On entendit bientôt les accords lointains de la musique: elle s’avançait, précédée d’une foule bigarrée où se mêlaient jeunes et vieux, hommes et femmes, vêtus des couleurs les plus disparates. L’homme jaune s’inquiéta, d’un regard il examina toute sa construction. Un paysan curieux, qui observait avec soin tous ses mouvements, suivit son regard; c’était Elias. Lui aussi, était venu assister à la cérémonie; son salakot et son rustique costume le rendaient presque méconnaissable. Il était placé au meilleur endroit, non loin du treuil, au bord de l’excavation.

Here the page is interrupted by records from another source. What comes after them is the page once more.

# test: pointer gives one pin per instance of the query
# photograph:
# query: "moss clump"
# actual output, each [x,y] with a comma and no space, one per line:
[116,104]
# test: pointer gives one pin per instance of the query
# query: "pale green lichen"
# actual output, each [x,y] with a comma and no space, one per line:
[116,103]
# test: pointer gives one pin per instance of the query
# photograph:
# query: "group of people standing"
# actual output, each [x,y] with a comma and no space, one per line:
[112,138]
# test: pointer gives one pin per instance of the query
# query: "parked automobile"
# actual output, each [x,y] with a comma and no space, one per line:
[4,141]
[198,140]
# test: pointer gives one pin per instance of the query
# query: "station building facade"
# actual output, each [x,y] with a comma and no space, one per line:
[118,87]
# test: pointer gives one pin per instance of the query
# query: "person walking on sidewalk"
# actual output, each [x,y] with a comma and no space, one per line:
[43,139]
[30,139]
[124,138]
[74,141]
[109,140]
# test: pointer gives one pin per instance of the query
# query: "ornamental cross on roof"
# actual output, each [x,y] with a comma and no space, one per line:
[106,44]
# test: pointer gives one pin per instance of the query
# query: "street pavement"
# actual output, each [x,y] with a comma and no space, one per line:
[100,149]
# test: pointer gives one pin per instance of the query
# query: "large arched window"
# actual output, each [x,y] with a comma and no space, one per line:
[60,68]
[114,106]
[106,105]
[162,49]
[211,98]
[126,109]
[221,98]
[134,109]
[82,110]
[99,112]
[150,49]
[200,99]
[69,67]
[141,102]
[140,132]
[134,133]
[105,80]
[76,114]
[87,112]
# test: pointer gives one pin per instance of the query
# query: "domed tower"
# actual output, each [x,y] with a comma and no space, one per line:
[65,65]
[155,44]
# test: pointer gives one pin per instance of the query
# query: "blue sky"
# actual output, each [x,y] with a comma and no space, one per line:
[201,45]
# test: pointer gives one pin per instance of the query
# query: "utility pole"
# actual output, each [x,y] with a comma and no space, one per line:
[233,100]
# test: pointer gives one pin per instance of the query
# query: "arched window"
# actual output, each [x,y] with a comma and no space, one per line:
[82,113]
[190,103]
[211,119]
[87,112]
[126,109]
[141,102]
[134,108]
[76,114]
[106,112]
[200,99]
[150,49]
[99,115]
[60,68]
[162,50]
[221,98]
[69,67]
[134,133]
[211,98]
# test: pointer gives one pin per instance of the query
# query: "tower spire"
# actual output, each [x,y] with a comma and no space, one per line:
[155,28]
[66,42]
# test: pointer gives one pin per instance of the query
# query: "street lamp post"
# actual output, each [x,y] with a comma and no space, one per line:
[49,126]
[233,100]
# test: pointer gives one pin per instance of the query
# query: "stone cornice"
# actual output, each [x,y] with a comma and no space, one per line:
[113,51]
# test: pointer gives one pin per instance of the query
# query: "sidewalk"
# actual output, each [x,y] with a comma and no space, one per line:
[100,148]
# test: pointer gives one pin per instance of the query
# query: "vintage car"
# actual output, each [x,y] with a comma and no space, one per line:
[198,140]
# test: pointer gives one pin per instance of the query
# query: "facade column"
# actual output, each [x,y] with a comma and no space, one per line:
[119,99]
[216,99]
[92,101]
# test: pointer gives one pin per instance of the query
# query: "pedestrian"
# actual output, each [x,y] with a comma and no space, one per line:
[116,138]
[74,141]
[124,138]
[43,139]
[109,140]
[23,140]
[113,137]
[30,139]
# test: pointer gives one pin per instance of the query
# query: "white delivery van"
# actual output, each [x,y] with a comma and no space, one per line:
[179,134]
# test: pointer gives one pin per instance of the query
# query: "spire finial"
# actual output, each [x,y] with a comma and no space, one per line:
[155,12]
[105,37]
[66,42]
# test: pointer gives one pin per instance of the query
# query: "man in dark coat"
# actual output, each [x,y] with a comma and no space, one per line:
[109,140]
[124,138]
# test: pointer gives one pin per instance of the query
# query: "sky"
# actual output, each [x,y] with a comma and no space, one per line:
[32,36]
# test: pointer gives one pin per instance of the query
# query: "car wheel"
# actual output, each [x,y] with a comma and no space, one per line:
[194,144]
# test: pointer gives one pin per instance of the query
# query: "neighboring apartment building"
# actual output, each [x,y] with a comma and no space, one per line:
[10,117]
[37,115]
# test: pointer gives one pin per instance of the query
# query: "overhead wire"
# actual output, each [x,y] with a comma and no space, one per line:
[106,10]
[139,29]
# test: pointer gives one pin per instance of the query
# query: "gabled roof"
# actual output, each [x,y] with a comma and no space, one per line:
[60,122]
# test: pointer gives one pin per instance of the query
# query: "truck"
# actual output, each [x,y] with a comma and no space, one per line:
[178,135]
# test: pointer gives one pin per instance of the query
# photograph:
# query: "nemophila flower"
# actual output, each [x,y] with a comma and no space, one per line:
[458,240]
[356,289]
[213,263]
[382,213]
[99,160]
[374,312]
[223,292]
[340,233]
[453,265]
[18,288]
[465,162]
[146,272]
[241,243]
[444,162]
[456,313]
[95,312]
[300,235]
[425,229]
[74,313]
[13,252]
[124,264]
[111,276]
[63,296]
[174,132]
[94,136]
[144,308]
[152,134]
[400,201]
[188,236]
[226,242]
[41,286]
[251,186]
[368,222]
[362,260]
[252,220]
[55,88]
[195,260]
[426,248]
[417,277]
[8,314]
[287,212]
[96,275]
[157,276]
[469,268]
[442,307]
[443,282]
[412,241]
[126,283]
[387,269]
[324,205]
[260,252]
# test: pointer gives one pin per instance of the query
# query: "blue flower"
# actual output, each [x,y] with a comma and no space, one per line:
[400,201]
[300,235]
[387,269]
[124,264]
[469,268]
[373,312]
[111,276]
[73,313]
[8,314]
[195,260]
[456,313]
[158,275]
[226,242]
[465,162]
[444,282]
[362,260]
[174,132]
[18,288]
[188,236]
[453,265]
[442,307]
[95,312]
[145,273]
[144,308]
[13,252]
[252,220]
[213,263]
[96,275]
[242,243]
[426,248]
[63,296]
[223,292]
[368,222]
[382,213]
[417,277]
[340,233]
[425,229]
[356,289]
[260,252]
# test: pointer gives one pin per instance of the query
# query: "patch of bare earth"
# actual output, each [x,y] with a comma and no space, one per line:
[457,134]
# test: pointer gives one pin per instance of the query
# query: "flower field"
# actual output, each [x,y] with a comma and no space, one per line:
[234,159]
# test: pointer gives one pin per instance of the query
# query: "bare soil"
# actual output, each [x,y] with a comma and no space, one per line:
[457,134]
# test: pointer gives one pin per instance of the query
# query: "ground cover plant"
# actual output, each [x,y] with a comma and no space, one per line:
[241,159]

Derrière la musique venait l’Alcalde, la municipalité, les moines, moins le P. Dámaso, et les employés espagnols. Ibarra conversait avec l’Alcalde dont il s’était fait un ami par quelques compliments bien tournés sur ses cordons et ses décorations: les fumées aristocratiques étaient le faible de Son Excellence; Capitan Tiago, l’alférez, quelques riches propriétaires accompagnaient la pléïade dorée des jeunes filles dont brillaient au soleil les ombrelles de soie. Le P. Salvi suivait, toujours silencieux, toujours perdu dans ses réflexions.
—Comptez sur mon appui chaque fois qu’il s’agira d’une bonne action, disait l’Alcalde à Ibarra; je vous en faciliterai toujours l’accomplissement, soit par moi-même, soit indirectement.
A mesure qu’ils s’approchaient de l’endroit désigné, le jeune homme sentait palpiter son cœur. Instinctivement il jeta les yeux sur l’étrange échafaudage qui y était élevé; l’homme jaune, après l’avoir respectueusement salué, fixa un instant son regard sur lui. La présence d’Elias qu’il reconnut surprit Ibarra; d’un coup d’œil significatif, le mystérieux pilote lui rappela l’avertissement déjà donné à l’église.
Le curé revêtit les vêtements sacerdotaux et commença la cérémonie: le sacristain borgne tenait le livre, un enfant de chœur était chargé du goupillon et de l’eau bénite. Les assistants, debout et découverts gardaient un si profond silence que, bien qu’il lût à voix basse, on entendait la voix du P. Salvi tremblant un peu.
Dans la boîte de cristal avaient été placés les manuscrits, journaux, monnaies, médailles, etc., qui devaient conserver le souvenir de cette journée; puis la boîte elle-même fut enfermée dans le cylindre de plomb scellé hermétiquement.